Below I have included an R script using FSelector to select the 8 highest "ranked" variables:
library(FSelector)
fit <- information.gain(outcome ~ ., dataset)
fit2 <- cutoff.k(fit,8)
reducedmodel <- as.simple.formula(fit2,"outcome")
print(reducedmodel)
I have two questions regarding this script and the FSelector
algorithm in general:
-
Is the
information.gain
criteria in the above script synonymous with Kullback-Leibler divergence?

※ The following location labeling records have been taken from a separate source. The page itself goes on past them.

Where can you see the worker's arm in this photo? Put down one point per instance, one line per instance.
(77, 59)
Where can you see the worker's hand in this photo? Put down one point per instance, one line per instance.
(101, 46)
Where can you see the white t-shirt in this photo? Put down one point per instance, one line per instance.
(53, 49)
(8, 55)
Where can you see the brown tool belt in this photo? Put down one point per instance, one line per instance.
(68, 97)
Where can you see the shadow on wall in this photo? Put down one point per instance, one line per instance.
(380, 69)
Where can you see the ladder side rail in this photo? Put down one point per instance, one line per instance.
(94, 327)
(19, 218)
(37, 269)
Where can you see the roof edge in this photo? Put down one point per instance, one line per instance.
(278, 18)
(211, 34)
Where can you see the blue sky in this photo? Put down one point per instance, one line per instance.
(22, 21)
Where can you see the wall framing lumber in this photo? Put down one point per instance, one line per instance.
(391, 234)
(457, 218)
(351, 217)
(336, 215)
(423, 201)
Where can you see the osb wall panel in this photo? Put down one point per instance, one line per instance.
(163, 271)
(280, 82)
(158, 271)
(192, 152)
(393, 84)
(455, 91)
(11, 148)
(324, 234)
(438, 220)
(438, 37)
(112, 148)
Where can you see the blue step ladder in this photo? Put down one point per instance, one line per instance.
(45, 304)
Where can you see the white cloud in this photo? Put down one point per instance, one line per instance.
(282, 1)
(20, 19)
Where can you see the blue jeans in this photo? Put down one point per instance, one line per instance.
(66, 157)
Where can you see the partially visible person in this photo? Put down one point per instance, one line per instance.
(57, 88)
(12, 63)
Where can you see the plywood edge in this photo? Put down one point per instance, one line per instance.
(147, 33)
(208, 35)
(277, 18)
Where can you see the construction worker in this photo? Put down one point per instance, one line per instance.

If so, can someone explain this in more layman terms than Wikipedia as I am relatively new to this area of statistics and would like to start off with the right idea of this concept as I may likely use this approach a great deal in the future? -
Is this a valid approach, if there is such a thing as a valid approach, to select a desired number of variables for a binary logistic regression model (e.g., selecting the 8 highest "ranked" variables for use in a parsimonious model)? If not, can you provide an alternative approach to do so?
Any insight or references regarding this topic and/or these questions will be greatly appreciated!
Best Answer
Variable selection without penalization is invalid.